The woman arrives on a stretcher carried by two fighters I don't recognize, her head wrapped in cloth already soaked through with blood. Shrapnel wound, I can tell before they even set her down. The way her eyes roll back, the shallow breathing—skull fracture, possible hemorrhage.
"Get her on the table," I say, moving toward the sink. "Idris, I need—"
"Eliza!"
The voice hits me like a fist.
I turn slowly, water still running over my hands.
Marcus Thorne stands in the tent entrance, dust on his expensive tactical gear, sweat streaking his face.
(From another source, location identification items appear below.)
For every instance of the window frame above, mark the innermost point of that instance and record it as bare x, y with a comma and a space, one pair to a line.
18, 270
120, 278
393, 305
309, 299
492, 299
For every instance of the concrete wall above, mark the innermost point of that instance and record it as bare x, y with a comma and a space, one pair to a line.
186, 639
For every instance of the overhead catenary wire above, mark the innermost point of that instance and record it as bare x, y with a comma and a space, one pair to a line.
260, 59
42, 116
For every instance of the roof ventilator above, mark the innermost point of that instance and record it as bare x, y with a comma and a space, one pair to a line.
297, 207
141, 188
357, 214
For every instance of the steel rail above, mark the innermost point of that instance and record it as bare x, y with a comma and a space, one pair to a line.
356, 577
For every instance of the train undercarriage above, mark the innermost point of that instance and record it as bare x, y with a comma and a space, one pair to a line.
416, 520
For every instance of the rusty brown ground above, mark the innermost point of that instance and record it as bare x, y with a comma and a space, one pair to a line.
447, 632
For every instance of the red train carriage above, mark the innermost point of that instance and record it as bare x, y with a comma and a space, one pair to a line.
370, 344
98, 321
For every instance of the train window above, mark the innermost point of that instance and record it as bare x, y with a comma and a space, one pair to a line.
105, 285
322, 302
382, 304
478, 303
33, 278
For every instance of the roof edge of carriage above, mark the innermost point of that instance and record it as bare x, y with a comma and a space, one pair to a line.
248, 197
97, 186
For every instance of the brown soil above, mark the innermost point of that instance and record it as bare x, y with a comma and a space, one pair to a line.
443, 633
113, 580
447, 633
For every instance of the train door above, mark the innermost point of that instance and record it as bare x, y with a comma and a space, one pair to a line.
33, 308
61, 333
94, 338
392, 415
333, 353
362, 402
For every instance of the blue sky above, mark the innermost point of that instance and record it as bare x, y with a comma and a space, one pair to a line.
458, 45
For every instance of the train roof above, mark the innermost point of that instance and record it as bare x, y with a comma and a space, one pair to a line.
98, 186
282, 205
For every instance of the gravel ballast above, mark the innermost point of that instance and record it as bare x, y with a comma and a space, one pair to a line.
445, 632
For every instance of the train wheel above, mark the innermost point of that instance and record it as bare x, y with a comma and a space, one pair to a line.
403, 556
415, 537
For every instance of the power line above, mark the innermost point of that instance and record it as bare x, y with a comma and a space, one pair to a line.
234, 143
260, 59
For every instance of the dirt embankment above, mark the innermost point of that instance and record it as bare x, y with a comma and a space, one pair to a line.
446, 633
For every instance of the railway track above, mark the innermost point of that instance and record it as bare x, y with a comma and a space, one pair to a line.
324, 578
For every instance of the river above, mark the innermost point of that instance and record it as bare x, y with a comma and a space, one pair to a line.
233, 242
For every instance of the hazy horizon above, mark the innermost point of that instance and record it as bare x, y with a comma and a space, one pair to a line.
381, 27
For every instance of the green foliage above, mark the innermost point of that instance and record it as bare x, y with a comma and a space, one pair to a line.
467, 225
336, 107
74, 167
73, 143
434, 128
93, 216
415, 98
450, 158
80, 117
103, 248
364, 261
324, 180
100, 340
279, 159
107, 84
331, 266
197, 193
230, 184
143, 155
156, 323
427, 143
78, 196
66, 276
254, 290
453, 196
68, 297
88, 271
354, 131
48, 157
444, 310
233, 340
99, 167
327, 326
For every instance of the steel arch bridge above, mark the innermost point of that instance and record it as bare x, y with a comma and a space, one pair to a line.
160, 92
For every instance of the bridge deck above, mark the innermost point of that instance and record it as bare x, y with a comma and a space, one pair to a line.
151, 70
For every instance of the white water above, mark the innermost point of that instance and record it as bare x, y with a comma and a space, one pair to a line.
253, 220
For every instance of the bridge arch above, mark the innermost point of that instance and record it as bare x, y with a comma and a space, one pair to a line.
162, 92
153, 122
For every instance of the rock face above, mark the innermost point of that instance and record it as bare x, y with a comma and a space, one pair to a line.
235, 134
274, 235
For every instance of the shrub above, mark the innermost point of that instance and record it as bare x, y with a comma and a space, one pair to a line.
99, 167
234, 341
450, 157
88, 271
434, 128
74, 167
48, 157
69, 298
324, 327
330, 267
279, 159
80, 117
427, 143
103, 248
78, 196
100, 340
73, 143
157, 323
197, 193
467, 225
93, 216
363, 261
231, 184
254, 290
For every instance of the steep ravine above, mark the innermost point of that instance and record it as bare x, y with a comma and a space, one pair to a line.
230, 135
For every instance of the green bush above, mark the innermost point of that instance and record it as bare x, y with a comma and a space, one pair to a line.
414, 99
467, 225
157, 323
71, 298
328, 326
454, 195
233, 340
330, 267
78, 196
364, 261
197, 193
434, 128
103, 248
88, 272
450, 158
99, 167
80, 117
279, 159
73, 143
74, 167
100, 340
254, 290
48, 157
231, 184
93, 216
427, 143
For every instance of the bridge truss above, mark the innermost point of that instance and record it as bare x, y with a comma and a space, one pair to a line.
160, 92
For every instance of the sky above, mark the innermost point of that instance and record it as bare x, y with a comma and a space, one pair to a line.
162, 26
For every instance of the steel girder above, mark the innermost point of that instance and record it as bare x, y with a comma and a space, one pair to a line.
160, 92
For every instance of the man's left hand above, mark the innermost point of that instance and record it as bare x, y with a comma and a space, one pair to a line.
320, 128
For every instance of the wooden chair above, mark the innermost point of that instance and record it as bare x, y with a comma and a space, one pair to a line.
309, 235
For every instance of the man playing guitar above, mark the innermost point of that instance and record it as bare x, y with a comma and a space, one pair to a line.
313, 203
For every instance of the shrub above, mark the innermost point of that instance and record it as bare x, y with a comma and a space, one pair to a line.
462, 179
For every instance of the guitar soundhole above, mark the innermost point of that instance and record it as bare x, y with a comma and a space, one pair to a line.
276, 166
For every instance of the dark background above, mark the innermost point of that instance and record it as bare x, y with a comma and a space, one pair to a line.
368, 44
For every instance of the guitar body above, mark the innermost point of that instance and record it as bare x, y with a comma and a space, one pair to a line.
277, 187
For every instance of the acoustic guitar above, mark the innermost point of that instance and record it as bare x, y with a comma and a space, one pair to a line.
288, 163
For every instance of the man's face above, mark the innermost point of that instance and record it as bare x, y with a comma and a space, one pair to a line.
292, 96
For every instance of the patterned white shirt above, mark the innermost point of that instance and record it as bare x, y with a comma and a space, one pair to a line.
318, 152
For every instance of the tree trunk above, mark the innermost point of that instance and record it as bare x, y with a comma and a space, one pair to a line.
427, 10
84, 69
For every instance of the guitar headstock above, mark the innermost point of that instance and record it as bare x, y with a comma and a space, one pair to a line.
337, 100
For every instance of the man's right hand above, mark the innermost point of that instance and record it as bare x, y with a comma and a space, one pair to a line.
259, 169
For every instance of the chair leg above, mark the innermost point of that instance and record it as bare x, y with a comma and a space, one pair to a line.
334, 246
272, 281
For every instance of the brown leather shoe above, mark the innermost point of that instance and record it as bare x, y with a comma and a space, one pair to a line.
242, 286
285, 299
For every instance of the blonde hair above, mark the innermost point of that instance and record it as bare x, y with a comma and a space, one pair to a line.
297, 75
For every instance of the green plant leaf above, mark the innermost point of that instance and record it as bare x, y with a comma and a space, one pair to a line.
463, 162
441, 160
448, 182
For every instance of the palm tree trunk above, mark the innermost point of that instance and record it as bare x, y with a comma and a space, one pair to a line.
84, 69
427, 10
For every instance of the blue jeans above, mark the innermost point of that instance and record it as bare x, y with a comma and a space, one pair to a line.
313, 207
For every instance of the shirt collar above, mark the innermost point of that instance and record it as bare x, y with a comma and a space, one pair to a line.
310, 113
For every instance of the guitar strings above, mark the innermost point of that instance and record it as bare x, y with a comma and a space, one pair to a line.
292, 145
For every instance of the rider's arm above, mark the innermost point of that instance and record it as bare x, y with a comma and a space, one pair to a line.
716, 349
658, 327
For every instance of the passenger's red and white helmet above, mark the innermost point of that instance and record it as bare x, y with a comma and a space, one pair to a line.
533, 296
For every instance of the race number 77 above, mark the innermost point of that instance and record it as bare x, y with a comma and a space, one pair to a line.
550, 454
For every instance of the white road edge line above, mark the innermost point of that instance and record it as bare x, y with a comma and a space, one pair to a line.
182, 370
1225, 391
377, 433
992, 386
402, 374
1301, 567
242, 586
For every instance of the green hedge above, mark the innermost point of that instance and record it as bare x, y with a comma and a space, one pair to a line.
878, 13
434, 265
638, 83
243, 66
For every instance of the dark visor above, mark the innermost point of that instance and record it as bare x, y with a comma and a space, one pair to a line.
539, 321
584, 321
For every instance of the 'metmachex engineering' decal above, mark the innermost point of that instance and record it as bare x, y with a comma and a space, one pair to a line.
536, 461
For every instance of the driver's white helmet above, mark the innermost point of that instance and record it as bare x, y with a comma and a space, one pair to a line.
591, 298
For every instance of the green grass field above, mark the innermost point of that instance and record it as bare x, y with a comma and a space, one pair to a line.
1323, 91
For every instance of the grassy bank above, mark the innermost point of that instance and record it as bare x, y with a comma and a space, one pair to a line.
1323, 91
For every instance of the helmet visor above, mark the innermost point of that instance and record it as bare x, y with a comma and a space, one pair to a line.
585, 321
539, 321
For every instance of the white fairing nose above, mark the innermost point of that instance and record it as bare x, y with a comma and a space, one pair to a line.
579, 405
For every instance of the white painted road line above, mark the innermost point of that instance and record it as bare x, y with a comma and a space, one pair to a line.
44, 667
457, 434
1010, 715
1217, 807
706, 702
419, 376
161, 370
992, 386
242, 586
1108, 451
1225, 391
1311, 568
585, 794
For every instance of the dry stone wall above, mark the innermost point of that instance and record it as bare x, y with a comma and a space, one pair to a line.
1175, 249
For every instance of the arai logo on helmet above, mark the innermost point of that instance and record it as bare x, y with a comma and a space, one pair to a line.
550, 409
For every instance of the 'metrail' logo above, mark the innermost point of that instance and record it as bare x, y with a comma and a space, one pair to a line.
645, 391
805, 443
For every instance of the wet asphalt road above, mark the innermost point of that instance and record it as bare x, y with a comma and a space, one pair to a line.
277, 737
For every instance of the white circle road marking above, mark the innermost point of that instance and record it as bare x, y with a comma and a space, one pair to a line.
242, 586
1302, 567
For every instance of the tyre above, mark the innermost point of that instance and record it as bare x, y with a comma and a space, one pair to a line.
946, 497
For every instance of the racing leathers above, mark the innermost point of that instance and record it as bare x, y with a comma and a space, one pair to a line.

My ex-husband—the man I haven't seen in five years, the man I moved to a war zone to forget—is here, staring at me like I'm the answer to a prayer.
"Thank God," he says. "You have to operate. You're the only one who can—"
"I don't operate anymore." My voice sounds steadier than I feel. "Dr. Idris will—"
"No." Marcus crosses the tent in three strides. "That's my wife, Eliza. Claire. She needs the best, and you're the best."
I look at the woman on the table. Young. Maybe twenty-five. Blonde hair matted with blood.
Of course she's beautiful.
I lift my hands. They're shaking. Have been for five years, ever since the night I held a bottle of pills and decided I was done.
"I can't."
Marcus sees the tremor. His face changes—not sympathy, but frustration. The same look he gave me when I told him I needed help, that the pressure was breaking me.
"Stop being dramatic, Eliza," he says. "People are dying."